Online beer category a ‘huge area of opportunity’, says AB InBev

By Rachel Arthur contact

- Last updated on GMT

Pic:getty/kuzmikA
Pic:getty/kuzmikA

Related tags: Beer, Ab inbev

Online purchasing makes up less than 1% of the US beer category – and therefore represents a ‘huge area of opportunity’, according to ZX Ventures, AB InBev’s global growth and innovation group.

In the US, online grocery shopping is expected to more than double between 2019 and 2020. And yet a third of US shoppers looking for small formats aren’t even aware that beer can be bought online.

ZX Ventures – which is focusing on ecommerce as one of its seven global business units -  surveyed 2,000 consumers in the US and UK on their online buying habits. It found five key trends in online beer buying.

And while it’s no surprise to see millennials in urban centres lead the market for online shopping, there’s also an opportunity for online retailers to offer convenience to older shoppers.

1. Awareness gap

A third (33%) of US small format shoppers still aren’t aware that you can buy beer online, according to ZX Venture’s survey. And yet there’s growing interest in buying beer online. The survey found that 30% of American beer shoppers are interested in buying beer online: up from 20% in 2017.

2. Beer can drive more purchases online

Nearly 70% of the American shoppers surveyed who had purchased beer online stated that beer was one of the major reasons - or even the only reason - driving their decision to go shopping. ZX Ventures says this indicates that beer has the opportunity to drive more online shopping missions.

3. Online: Millennials in city centres

The audience for small formats is considerably different online to in store.
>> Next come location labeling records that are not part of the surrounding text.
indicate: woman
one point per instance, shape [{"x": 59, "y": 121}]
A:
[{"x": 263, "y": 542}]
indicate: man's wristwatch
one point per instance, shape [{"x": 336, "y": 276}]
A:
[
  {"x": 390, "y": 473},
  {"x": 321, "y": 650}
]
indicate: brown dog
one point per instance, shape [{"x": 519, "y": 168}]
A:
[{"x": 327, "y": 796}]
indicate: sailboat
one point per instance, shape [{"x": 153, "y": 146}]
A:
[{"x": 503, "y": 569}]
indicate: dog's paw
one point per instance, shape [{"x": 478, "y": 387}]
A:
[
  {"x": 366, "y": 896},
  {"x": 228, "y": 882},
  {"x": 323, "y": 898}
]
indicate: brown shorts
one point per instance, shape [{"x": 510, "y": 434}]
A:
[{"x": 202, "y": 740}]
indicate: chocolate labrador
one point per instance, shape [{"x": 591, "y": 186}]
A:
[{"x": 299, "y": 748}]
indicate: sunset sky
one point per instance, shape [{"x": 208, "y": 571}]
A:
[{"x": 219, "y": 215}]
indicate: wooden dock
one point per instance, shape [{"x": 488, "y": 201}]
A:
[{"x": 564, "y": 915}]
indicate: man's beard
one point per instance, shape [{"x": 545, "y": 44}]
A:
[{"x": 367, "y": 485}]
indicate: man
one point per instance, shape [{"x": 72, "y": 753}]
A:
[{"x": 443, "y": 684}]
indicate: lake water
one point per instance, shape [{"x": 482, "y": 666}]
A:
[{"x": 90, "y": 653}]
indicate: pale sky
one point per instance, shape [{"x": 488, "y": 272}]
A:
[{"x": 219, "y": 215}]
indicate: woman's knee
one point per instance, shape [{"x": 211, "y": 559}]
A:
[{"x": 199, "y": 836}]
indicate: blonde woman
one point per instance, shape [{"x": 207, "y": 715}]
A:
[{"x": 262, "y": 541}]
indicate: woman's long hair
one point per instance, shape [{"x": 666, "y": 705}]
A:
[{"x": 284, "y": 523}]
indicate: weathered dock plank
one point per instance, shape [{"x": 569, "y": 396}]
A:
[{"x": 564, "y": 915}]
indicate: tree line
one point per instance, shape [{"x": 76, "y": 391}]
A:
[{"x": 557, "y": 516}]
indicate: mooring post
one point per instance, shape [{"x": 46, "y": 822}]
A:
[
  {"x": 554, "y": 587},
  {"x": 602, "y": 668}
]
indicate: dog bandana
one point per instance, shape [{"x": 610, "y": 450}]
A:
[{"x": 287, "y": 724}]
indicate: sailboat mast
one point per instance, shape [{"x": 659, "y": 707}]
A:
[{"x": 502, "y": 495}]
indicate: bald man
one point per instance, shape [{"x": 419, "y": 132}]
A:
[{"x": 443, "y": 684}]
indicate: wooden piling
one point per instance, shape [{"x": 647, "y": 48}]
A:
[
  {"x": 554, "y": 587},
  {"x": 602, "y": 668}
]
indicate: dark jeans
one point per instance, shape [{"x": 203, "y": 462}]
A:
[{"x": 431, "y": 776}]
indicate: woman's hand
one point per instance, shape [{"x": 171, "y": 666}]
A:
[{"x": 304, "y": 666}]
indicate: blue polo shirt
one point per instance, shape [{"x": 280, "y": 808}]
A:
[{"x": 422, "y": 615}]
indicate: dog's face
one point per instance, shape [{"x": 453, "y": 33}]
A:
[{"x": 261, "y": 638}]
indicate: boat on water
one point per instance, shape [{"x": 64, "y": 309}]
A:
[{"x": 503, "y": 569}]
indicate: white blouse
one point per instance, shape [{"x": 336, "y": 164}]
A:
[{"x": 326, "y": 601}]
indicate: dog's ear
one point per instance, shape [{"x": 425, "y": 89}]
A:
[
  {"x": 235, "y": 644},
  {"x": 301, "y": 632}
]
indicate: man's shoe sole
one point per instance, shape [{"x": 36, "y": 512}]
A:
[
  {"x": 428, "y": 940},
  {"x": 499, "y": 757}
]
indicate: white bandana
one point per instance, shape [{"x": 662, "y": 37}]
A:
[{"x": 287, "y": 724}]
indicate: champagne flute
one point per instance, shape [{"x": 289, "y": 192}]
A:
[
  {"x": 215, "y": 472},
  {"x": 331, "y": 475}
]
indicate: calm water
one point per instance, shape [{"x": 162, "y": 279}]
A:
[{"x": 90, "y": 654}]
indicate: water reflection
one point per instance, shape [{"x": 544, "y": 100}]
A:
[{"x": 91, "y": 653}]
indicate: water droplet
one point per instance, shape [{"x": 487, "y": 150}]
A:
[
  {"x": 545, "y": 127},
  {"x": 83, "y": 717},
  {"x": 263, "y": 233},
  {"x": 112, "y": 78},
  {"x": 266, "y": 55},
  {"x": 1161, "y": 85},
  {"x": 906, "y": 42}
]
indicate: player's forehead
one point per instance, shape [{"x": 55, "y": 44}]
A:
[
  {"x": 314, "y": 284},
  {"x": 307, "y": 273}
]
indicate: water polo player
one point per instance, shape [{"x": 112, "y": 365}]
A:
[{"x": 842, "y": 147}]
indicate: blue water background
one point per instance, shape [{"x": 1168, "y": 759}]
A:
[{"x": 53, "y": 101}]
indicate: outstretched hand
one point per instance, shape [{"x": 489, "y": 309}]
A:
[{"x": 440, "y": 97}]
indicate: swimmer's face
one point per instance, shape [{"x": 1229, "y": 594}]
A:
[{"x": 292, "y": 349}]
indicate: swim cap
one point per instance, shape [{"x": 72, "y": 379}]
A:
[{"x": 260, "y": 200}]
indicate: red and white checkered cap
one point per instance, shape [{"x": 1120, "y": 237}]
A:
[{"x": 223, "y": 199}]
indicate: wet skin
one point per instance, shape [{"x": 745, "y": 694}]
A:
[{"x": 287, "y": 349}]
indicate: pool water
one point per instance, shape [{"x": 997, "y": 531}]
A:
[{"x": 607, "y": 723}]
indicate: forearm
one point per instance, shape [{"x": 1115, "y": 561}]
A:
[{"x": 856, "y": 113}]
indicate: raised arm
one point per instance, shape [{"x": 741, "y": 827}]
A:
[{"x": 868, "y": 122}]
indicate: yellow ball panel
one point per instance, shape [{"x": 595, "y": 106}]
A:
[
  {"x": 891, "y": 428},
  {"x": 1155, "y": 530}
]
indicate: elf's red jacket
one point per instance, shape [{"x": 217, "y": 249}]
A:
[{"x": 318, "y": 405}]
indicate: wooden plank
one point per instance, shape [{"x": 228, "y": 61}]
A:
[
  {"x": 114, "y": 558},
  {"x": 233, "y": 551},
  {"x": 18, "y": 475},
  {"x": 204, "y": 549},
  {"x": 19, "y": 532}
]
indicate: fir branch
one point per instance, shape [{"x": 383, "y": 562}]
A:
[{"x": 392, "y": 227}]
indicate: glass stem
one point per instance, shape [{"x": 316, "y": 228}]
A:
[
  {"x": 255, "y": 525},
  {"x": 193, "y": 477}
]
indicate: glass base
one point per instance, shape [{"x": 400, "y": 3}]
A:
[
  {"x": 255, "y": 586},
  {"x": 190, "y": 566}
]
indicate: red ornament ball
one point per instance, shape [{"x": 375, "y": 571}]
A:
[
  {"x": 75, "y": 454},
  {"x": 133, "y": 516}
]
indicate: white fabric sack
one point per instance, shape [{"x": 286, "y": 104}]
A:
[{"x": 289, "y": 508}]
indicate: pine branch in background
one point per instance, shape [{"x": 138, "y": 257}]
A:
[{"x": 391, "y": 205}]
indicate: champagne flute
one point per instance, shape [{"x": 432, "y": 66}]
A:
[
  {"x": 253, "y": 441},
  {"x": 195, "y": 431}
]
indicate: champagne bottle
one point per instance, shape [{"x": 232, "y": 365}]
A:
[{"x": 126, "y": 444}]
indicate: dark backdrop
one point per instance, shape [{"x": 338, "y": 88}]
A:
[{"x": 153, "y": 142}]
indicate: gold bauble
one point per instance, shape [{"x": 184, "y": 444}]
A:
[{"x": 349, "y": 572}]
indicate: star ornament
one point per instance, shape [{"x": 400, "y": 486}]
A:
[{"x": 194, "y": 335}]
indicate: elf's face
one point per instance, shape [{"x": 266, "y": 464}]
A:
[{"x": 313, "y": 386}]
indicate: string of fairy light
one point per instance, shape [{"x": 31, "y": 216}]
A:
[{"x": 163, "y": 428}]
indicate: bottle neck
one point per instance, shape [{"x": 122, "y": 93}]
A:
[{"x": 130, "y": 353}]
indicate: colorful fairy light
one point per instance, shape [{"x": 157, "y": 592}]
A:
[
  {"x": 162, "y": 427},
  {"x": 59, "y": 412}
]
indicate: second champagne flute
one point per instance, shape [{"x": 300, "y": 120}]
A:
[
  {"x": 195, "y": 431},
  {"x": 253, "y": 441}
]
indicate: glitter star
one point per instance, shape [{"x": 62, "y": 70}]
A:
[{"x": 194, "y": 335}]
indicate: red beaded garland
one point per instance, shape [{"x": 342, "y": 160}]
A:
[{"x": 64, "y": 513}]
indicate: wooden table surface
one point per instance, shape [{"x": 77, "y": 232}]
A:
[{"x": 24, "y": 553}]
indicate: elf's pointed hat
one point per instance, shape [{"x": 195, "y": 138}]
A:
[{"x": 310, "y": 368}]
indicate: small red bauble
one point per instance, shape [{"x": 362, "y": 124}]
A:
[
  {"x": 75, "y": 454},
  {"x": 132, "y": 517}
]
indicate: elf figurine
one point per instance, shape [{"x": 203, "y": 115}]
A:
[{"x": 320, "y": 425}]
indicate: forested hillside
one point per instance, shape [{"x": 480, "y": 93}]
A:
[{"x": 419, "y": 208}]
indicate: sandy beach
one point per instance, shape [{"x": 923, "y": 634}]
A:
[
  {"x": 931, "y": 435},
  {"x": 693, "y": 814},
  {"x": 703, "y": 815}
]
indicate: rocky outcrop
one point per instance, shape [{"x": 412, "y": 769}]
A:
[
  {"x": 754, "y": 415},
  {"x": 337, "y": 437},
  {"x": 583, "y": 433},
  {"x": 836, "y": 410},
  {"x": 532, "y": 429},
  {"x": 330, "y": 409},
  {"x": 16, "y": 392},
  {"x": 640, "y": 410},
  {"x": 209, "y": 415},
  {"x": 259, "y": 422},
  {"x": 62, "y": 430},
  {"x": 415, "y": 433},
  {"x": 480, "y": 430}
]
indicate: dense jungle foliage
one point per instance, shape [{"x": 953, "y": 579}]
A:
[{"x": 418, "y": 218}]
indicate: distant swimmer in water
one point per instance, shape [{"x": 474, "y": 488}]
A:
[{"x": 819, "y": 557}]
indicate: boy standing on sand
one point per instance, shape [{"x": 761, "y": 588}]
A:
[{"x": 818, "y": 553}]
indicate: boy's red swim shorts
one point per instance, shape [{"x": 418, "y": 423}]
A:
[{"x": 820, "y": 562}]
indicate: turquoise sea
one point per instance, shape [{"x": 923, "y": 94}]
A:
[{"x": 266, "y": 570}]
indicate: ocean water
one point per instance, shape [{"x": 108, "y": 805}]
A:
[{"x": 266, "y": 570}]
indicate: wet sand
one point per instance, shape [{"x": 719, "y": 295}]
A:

The online small format audience skews towards millennials and shoppers in urban areas. In addition, 32% of these consumers skip in-store small-format shopping entirely, preferring the virtual experience.

4. Craft continues to triumph

Online beer buyers are interested in craft brands: 54% of surveyed US consumers said they’d included a craft beer in their most recent online beer shop. That’s compared to 20% in-stores.

5. Brits want convenience

In the UK, the top driver of online shopping was convenience – a trend that applies across all age groups. In beer, the ease of delivery compared to the burden of physically carrying products from the store was a key factor.

And while online shopping might be associated with tech savvy millennials, this convenience benefit was particularly pronounced for shoppers over the age of 55 (56%), pointing to a potential selling point.

Regarding advice for retailers, the standout feedback among UK shoppers (24%) was keen interest in seeing offers of beer on the retailers’ homepage.

Online alcohol retailing

Beverage alcohol e-commerce in the US is broken down by wine (23%), spirits (32%) and beer (44%), according to figures IWSR.

And Rabobank’s latest figures estimate that US consumers spend $2.6bn on alcohol online​ a year – through online liquor stores ($1.1bn), direct-to-consumer wine online ($950m), online grocery ($295m) and alcohol marketplaces ($265m). But it believes this could be ‘billions more’,

Complex regulations between states can make online sales tricky. But grocers too can improve online sales by improving the user experience: such as with tasting notes, third-party ratings and filters such as price.